Nutrisense Prescription and Intake Process: How It Works, What to Expect

At a glance
- Device used / Dexcom G7 or Abbott FreeStyle Libre 3 (14-day wear per sensor)
- Prescription pathway / asynchronous telehealth review, not a live physician visit
- Typical onboarding time / 3 to 7 business days from sign-up to first sensor shipment
- Coaching included / 1-on-1 access to a registered dietitian via app messaging
- Subscription cost / approximately $225 to $399 per month depending on plan tier
- Contract length / month-to-month or discounted 3-, 6-, and 12-month commitments
- FDA status of CGMs / cleared for diabetes management; off-label when used in non-diabetics
- Insurance coverage / generally not covered for non-diabetic subscribers
- Cancellation / self-service through the app or customer support
- Clinical evidence for non-diabetic CGM use / limited but growing
What Nutrisense Actually Does
Nutrisense is a direct-to-consumer subscription service that provides continuous glucose monitors and pairs them with dietitian-led coaching. The company positions CGMs as a metabolic awareness tool for people without diabetes, a use case the FDA has not specifically cleared these devices for.
After signing up, users complete a health intake form online. A licensed provider reviews the form asynchronously and, if appropriate, authorizes a CGM prescription. Nutrisense then ships the sensor (typically a Dexcom G7 or Abbott FreeStyle Libre 3) directly to the subscriber. The entire process is remote. No in-person visit is required, and most users report receiving their first sensor within a week.
The company's app overlays glucose data with food logs, exercise, and sleep entries. A designated registered dietitian reviews the data and provides personalized feedback through the app's messaging feature. This coaching layer is what distinguishes Nutrisense from simply buying a CGM through a pharmacy. A 2023 review in Nutrients noted that CGM combined with dietary counseling produced greater reductions in postprandial glucose excursions compared to CGM data alone, though the studies involved primarily prediabetic populations 1.
The Prescription and Intake Process Step by Step
The intake pathway at Nutrisense is designed for speed and minimal friction.
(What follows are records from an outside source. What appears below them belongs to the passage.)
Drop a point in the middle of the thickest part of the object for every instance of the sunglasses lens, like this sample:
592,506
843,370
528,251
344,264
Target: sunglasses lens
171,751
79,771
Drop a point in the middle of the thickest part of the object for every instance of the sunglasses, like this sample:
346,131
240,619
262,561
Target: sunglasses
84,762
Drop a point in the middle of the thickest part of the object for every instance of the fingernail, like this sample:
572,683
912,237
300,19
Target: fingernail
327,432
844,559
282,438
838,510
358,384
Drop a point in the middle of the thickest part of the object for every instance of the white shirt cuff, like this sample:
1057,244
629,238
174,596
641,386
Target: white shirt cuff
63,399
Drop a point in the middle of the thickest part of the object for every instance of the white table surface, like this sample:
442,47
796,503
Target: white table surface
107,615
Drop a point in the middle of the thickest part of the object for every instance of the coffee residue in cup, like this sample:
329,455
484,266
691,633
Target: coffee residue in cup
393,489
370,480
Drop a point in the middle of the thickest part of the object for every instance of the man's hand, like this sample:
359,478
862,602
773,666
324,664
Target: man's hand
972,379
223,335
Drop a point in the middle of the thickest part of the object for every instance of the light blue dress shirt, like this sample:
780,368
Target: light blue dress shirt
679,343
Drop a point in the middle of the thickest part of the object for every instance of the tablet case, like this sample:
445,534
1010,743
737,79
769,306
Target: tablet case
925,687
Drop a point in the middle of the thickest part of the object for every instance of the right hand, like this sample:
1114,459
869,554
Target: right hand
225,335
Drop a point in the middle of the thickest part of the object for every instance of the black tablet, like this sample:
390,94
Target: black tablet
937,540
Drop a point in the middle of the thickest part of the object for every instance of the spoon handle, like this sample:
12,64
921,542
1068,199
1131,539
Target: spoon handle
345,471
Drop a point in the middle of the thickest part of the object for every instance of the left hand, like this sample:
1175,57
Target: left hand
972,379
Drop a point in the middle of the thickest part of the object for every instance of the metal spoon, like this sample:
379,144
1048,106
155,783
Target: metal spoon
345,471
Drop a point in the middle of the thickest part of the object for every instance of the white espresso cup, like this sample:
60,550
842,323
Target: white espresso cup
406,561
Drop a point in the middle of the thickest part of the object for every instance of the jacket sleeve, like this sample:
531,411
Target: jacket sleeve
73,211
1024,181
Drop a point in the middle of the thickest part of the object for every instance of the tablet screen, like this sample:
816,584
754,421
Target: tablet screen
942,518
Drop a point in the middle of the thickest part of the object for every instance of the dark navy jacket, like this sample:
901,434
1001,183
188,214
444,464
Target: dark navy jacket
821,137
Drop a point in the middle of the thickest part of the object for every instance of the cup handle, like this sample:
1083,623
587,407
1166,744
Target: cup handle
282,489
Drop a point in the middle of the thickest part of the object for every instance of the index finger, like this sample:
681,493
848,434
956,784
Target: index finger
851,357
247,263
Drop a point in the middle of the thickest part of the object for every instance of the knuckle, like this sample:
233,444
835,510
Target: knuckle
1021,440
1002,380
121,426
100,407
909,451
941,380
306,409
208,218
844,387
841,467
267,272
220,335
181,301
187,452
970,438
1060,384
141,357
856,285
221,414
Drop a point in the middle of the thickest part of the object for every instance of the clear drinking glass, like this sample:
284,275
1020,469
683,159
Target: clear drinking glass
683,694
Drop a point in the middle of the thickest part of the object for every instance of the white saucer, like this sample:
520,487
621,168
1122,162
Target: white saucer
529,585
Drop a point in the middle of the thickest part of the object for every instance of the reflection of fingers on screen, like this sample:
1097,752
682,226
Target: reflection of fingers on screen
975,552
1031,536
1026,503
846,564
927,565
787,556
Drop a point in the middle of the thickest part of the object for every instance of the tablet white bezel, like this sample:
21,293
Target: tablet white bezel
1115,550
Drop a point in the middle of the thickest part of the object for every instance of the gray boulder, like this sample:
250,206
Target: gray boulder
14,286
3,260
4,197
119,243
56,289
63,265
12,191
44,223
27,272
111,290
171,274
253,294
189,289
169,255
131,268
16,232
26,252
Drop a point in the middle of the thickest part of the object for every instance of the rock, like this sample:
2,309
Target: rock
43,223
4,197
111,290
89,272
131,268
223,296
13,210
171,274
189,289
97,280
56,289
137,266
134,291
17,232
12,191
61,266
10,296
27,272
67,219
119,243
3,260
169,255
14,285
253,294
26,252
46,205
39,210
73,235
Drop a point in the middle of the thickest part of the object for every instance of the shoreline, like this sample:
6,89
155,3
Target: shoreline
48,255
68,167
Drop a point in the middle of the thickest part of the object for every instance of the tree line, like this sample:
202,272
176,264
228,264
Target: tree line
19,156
Here is what the process looks like from a clinical and operational standpoint.
Step 1: Online questionnaire. Users answer questions about their medical history, current medications, allergies, and metabolic goals. The form asks about prior diabetes diagnoses, eating disorders, and pregnancy status because these affect CGM appropriateness.
Step 2: Provider review. A licensed clinician (physician or nurse practitioner, depending on state) reviews the questionnaire asynchronously. This is not a synchronous telehealth visit. The provider determines whether a CGM prescription is medically appropriate. According to American Diabetes Association 2024 Standards of Care, CGM is indicated for individuals on insulin therapy or those with problematic hypoglycemia 2. Nutrisense's prescribing for non-diabetic wellness falls outside these formal indications.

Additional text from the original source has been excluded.